VARIANCE ESTIMATION, Continued                                 SPH 5421 notes.029

THE 'DELTA' METHOD

     The 'delta' method, also known as 'propagation of errors', is a useful
way to estimate variances of functions of random variables.  The basic problem
is as follows:

     Assume A and B are random variables with means MUA and MUB, and variances
SIG2A and SIG2B respectively, and covariance COVAB.  Suppose f(A, B) is a
real-valued function of these two random variables.  What is the variance of
f(A, B), and how may it be used for construction of confidence intervals?

     An answer to this is shown below.  Before giving the answer, I must point
out that it is not always explained very well what conditions must be met for
the answer to be valid.  Essentially the conditions are that X and Y must
behave like maximum likelihood estimates of parameters.  More precisely,
the multivariate distribution of A and B must be such that

                sqrt(N) * [(A, B)` - (MUA, MUB}']

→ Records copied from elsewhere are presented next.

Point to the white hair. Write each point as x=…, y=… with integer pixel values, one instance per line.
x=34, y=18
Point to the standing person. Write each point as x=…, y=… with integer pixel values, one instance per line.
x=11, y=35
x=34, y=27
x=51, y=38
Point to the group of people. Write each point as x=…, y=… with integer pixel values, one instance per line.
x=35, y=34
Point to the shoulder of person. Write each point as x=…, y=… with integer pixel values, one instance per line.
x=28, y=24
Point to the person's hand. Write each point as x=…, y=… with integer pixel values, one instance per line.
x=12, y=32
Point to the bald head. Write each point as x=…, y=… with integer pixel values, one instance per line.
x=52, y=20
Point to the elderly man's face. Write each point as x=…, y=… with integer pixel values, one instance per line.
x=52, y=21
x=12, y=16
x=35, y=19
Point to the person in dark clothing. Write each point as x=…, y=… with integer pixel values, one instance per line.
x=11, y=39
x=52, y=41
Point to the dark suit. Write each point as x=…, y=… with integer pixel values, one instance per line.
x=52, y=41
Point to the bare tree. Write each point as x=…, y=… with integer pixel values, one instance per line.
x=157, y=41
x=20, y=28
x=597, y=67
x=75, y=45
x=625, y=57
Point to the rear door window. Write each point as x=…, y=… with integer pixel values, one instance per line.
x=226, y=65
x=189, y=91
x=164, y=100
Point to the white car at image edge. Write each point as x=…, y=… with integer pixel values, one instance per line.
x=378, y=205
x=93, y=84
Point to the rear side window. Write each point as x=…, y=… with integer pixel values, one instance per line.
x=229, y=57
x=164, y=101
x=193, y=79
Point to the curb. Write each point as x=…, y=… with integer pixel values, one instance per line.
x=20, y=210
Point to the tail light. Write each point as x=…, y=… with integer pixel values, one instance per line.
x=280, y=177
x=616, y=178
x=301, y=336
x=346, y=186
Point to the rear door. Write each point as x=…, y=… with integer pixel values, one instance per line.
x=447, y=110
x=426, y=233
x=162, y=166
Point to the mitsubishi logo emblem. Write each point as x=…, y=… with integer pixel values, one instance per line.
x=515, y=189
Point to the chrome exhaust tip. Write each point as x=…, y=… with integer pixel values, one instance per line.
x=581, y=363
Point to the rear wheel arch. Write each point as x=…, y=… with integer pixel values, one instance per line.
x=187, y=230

converges in distribution (as sample size N gets large) to a multivariate normal
distribution with mean (MUA, MUB)` and covariance matrix SIGMA, where

                        |  SIG2A     COVAB  |
                SIGMA = |                   |
                        |  COVAB     SIG2B  |.

     When these conditions are met, the approximate variance of f(A, B) is
given by

                    a
       var(f(A, B)) = (df/dA)² * var(A) + 2 * (df/dA)*(df/dB)*cov(A, B) +
                      (df/dB)² * var(B).

       This can be written in matrix terms as:

                    a
       var(f(A, B)) = (df/dA  df/dB) * SIGMA * (df/dA  df/dB)`.


       This form of the delta method lends itself to computation in PROC IML.


       The 'delta method' is based on the first-degree Taylor's expansion of
the function f(A, B), and requires that the function be at least differentiable.
It generalizes to higher dimensions in a straightforward way.


CONFIDENCE REGIONS

     Many statistical routines which compute maximum likelihood
estimates also produce estimated covariance matrices for those
estimates.  If these are diagonal matrices, the corresponding
confidence regions are ellipsoids whose axes are parallel to the
coordinate axes in the parameter space.  One can compute confidence
regions for the estimates by describing an ellipsoid with a specified
volume.  In two dimensions, the area of an ellipse is the product

         pi * a * b,

where a and b are the lengths of the major and minor axes of the
ellipse.  There is a more complicated expression for higher
dimensions.

     In general the covariance matrix is not diagonal.  Confidence
regions are ellipses, but they do not have their axes parallel to
the coordinate axes.  To find their volumes (or areas) one needs to
(1) find their major and minor axes, and (2) compute their volumes
using the lengths of these axes.  As explained in notes.021 the
axes can be computed by finding the eigenvectors of the covariance
matrix.

EXAMPLE:

     Assume that T = time to death (in days) for a male mayfly, and
A = number of encounters that the mayfly has with female mayflies during
his lifetime.  It will be assumed that A has a Poisson distribution
with parameter equal to theta * T, where theta is an unknown parameter.
That is, the longer the mayfly lives, the greater his number of likely
encounters with female mayflies.

     Assume you have sampled N male mayflies.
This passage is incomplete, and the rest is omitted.